"Trauma" derives from the Greek and means "wound." The literary canon will be the first to bite the dust, as it's one big trauma, especially for feminists.
The Great Gatsby, for example, is bonfire material because of a variety of scenes "that reference gory, abusive and misogynistic violence." And let's not forget The Adventures of Huckleberry Finn, as racist a book as there ever was, worse than Gone With The Wind. As Brendan O'Neill wrote in the Spectator's pages a few weeks ago, to British students free speech is so last century—but it's worse in America, where colleges across the country are wrestling with student requests for what are known as trigger warnings.
These are explicit alerts that something inside the book they're about to open and read might upset them. Poor dears. Reading books nowadays causes symptoms of post-traumatic stress disorder. For example, if a female character is described as homely, this can cause great trauma to homely women in Britain and America. Or if a dark-skinned man (I don't dare call him black) commits a crime, heaven forbid, this too can cause great stress to criminals. So, the next time you buy a book, look for the trigger warning, and if you're a drunk don't buy any books that include characters who are lushes, and so on.
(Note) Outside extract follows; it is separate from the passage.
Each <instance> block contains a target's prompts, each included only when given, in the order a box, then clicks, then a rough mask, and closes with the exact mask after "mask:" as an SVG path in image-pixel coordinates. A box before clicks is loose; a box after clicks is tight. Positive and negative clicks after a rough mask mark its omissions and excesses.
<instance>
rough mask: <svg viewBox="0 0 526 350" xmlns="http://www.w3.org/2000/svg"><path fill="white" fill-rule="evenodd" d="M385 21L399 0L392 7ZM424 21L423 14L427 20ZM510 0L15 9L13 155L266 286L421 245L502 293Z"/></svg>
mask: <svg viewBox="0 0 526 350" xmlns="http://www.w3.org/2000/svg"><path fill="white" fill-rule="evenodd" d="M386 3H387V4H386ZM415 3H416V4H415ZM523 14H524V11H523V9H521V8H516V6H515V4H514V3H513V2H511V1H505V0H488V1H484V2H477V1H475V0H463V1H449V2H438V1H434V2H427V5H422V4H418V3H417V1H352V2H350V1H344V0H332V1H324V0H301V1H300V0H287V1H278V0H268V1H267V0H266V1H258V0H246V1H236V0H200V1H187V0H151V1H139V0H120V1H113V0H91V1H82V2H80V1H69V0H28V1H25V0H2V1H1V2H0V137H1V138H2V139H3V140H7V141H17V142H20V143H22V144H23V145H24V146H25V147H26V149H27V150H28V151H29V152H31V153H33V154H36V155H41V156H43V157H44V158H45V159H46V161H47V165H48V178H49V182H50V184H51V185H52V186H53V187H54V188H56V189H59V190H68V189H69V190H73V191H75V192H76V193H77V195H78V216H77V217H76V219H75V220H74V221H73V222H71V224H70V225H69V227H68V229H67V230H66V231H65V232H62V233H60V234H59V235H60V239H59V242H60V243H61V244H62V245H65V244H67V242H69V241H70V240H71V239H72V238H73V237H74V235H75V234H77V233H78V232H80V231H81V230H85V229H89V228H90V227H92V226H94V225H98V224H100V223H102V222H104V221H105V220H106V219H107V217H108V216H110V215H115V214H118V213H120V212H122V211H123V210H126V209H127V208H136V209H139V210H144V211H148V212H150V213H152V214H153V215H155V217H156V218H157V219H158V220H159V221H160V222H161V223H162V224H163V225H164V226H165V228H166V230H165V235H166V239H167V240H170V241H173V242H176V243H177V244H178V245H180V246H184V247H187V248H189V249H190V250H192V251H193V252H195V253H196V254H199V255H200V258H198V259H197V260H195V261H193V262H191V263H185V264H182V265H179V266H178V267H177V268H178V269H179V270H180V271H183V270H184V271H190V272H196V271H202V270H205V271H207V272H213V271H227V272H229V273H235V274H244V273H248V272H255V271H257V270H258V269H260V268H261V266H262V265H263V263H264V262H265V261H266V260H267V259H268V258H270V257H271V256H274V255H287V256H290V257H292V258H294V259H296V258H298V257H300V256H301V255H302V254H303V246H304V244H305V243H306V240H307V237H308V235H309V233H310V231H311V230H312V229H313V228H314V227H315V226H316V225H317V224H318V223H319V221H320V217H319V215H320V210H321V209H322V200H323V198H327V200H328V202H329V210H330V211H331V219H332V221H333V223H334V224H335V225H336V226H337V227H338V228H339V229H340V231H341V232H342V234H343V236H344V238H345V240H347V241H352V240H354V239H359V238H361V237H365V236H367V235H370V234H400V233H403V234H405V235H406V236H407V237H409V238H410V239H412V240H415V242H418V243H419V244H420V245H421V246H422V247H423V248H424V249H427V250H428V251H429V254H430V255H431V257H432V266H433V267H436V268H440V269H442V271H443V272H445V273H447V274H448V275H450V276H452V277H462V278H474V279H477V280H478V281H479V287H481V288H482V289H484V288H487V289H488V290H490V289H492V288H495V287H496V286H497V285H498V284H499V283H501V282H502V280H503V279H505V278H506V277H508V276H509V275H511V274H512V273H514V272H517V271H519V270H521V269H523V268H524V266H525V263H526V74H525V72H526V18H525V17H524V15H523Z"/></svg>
Triggers are relevant to sexual misconduct, but also include anything that causes women, short people, fat people, bald people, junkies, pedophiles, cross-dressers, people who stammer, and class-conscious social climbers to feel oppressed. Mind you, the only books that will not require trigger alerts are novels and nonfiction tomes dealing with privileged white Anglo-Saxon shits that lie in bed all day and torture dark-skinned folk for amusement at night.